Outra questão de grande é o problema da falta de confiança que se pode ter na decisão do juiz. Por mais que com o advento da modernidade se tenha consolidado o paradigma da racionalidade em que se busca um Juiz imparcial, neutro, “boca da lei”, na prática é impossível dissociar a subjetividade do juiz em seu julgamento.
Gabriel Divan, em sua obra Decisão Judicial nos Crimes Sexuais, aborda o mito que é a neutralidade do juiz por meio da psicanálise freudiana e da psicologia analítica de Jung. Essas teorias exploraram a influência do inconsciente, e de todos os outros mecanismos psicológicos associados a ele, na mente humana, “[…] o sujeito pensante igualmente “existe” onde sua Razão não exerce a consciência-de-si desse pensamento pensante.”[21].
Warat afirma ainda que nem sempre se interpreta uma lei para fundamentar racionalmente uma decisão, e nem sempre a fundamentação e a interpretação são anteriores à decisão. Em muitos casos primeiro se decide, depois se fundamenta e se interpreta[22].
O texto utilizado pelo juiz para fundamentar sua decisão pode servir de mero escopo psicológico para o julgador enfrentar e/ou sucumbir diante dos efeitos do desequilíbrio entre os elementos que constituem sua esfera psíquica[23].
Além disso, hoje cada vez mais ganham força as correntes de interpretação e aplicação do Direito baseadas em valores e princípios, como o Neoconstitucionalismo, e o ativismo judicial se propaga tanto na teoria quanto na prática.

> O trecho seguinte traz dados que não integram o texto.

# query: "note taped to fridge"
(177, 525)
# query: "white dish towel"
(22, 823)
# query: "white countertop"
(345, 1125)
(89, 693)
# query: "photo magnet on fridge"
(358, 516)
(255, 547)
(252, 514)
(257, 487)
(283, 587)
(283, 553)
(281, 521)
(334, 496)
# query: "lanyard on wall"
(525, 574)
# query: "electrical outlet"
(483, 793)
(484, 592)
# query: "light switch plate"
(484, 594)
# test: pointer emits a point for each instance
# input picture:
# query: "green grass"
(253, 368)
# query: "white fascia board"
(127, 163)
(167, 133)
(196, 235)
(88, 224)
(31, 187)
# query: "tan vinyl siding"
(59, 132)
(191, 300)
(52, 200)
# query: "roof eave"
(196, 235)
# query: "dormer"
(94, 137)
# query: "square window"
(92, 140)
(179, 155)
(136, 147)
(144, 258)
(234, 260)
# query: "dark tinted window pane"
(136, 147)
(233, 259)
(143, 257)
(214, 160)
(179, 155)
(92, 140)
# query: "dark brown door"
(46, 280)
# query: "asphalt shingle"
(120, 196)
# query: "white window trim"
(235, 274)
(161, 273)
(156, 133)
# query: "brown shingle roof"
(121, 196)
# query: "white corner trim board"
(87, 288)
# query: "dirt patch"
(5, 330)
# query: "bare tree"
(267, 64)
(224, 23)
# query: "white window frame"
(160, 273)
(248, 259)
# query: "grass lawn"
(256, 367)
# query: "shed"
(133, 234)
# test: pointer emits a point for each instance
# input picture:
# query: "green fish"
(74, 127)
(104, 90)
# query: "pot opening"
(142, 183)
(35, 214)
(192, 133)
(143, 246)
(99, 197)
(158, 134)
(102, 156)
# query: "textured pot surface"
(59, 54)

Essa forma de pensar o Direito acaba por promover ainda mais a subjetividade na decisão judicial, resultando em uma insegurança e dificuldade de prever qual será a decisão do julgador no processo.
Uma excelente descrição dessa realidade é a obra O Estrangeiro de Albert Camus, que retrata o julgamento de Meursault em que toda a discussão gira em torno não do crime cometido por ele, mas por seu comportamento nos dias que antecederam ao crime que não correspondiam a moral da sociedade[24].
Da mesma forma o filme Kramer vs. Kramer mostra um julgamento acerca de quem deveria ficar com a custódia do filho. Apesar de todas as provas demonstrarem que o pai teria melhores condições de criar o filho, o juiz decidiu a favor da mãe pelo simples entendimento que uma criança é sempre melhor criada pela mãe[25].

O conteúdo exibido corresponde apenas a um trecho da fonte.